Kemudian saat itu pas posisi kebetulan sedang on line facebook aku pun mengungkapkan semua kemarahanku di dunia maya. Karena aku tidak terima karena marah kepada orang lain namaku dibawa-bawa juga. Saat itu aku tidak terima dari kalimat berikut ini: ’’Anda mau nasib Anda seperti Santos dan Nunung? ’’. Karena aku belajar linguistik aku pun marah dengan makna kata nasib yang digunakan pada kalimat tersebut. Menurut KBBI kata nasib disebutkan maknanya adalah sesuatu yang ditentukan oleh Tuhan terhadap diri seseorang. Secara pragmatik, psikolinguistik dan sosiolinguistik makna kata tersebut tidak layak dipakai oleh seorang dosen saat memarahi mahasiswanya apalagi ditempat umum. Karena yang berhak menentukan nasib itu bukan manusia biasa seperti kita, tetapi Tuhanlah, Allah SWT yang Maha Segala-galanya. Dosen juga manusia biasa, tidak bisa menggantikan posisi Tuhan, Allah SWT Sang Pencipta makhluk-Nya yang menentukan nasib, jodoh, rejeki dan lain-lain. Sebaik-baik manusia adalah yang memberikan manfaat kepada yang lainnya. Tugas manusia biasa hanyalah berusaha dan berdoa saja atau bahasa prokemnya biasa dikenal dengan DUIT (Doa, Usaha, Iman, dan Tawakal). Orang lain boleh menganggapku heboh, durhaka kepada orang tua/dosen atau apalah aku pun tidak memperdulikannya setelah itu. Karena dalam aku bertindak karena ada hadits yang berbunyi: ’’Katakanlah yang benar itu benar adanya walaupun itu terasa pahit ’’.

Itulah aku. Aku memang sudah terbiasa seperti itu kalau sedang mengkritisi sikap seseorang yang kurang bisa menempatkan sesuatu pada tempatnya (dzalim) aku selalu ikut andil untuk mengkritisi orang tersebut, siapa pun orangnya. Karena tidak ada mahasiswa yang salah, yang ada adalah dosen yang salah mendidik sebagaimana halnya tidak ada prajurit yang salah, yang ada adalah Jendral yang salah memberi arahan, perintah, atau instruksi...sebagaimana orang tua yang menyalahkan anak atau anak muda, tidak ada anak muda yang salah karena orang tualah yang salah mengasuh, orang tua pernah muda tetapi anak atau anak muda belum pernah tua jadi bijaklah dalam mendidik ...
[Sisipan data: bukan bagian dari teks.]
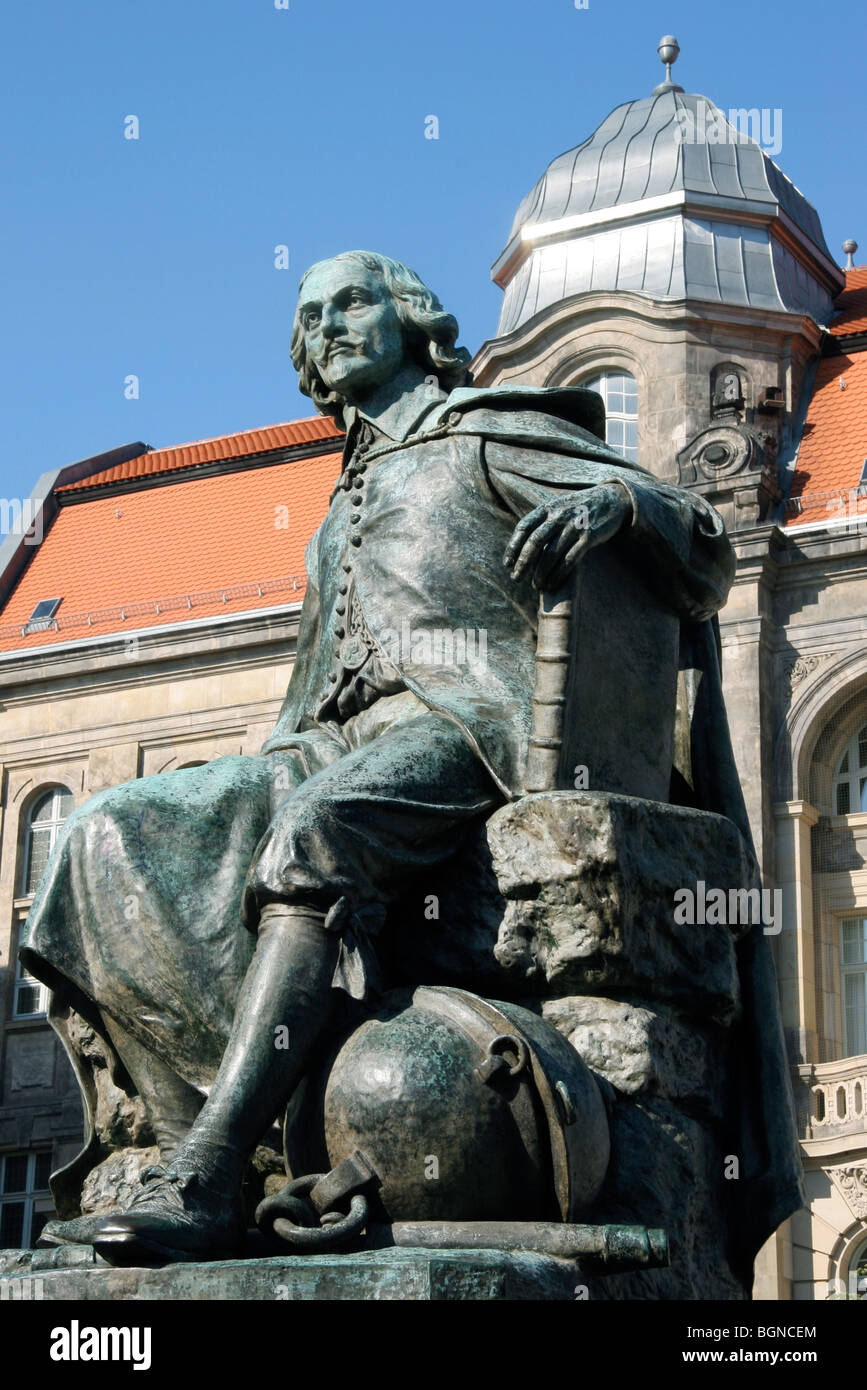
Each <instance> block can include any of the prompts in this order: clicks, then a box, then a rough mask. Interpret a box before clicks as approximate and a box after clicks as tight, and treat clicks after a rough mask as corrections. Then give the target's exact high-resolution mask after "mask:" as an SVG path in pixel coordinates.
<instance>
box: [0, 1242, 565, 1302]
mask: <svg viewBox="0 0 867 1390" xmlns="http://www.w3.org/2000/svg"><path fill="white" fill-rule="evenodd" d="M79 1251H81V1262H76V1264H75V1265H71V1266H68V1268H57V1261H58V1257H60V1255H61V1252H60V1251H44V1252H43V1251H19V1252H18V1251H1V1252H0V1301H4V1300H35V1301H36V1300H39V1301H44V1300H64V1301H71V1300H74V1301H83V1302H100V1301H106V1302H108V1301H110V1302H114V1301H125V1300H131V1301H142V1300H145V1301H151V1300H167V1301H168V1300H171V1301H175V1300H196V1301H218V1300H228V1298H231V1300H236V1298H242V1300H257V1301H261V1302H265V1301H267V1302H279V1301H293V1302H296V1301H302V1302H303V1301H324V1302H342V1301H368V1300H382V1301H413V1302H425V1301H453V1302H464V1301H471V1302H472V1301H482V1300H502V1298H506V1300H514V1301H542V1300H545V1301H554V1302H571V1301H572V1300H575V1298H577V1297H586V1293H584V1294H582V1293H581V1289H582V1279H581V1273H579V1269H578V1265H577V1264H575V1262H572V1261H570V1259H554V1258H553V1257H550V1255H534V1254H528V1252H517V1251H515V1252H504V1251H496V1250H490V1251H486V1250H482V1251H479V1250H447V1251H432V1250H374V1251H365V1252H363V1254H357V1255H274V1257H270V1258H265V1259H226V1261H214V1262H213V1264H207V1265H168V1266H165V1268H164V1269H113V1268H111V1266H110V1265H106V1264H104V1262H103V1261H100V1262H99V1264H97V1262H96V1261H97V1259H99V1257H96V1255H94V1254H93V1251H90V1250H88V1248H85V1247H76V1251H75V1254H76V1255H78V1252H79ZM63 1257H64V1258H65V1259H67V1261H68V1259H69V1257H71V1251H69V1250H67V1251H63Z"/></svg>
Sebagai pendidik yang menjadi panutan bagi anak didiknya semua, seorang guru, dosen atau pendidik apapun bidang ilmunya, apabila ingin dikatakan sebagai pendidik yang baik, paling tidak hendaklah seperti yang diungkapkan pada lirik lagu Hymne Guru berikut ini:

Terpujilah wahai engkau ibu bapak guru Namamu akan selalu hidup dalam sanubariku Semua baktimu akan kuukir di dalam hatiku Sebagai prasasti terima kasihku

Tuk pengadianmu Engkau sebagai pelita dalam kegelapan Engkau laksana embun penyejuk dalam kehausan Engkau patriot pahlawan bangsa Insan Cendekia (Hymne Guru, Karya: Sartono).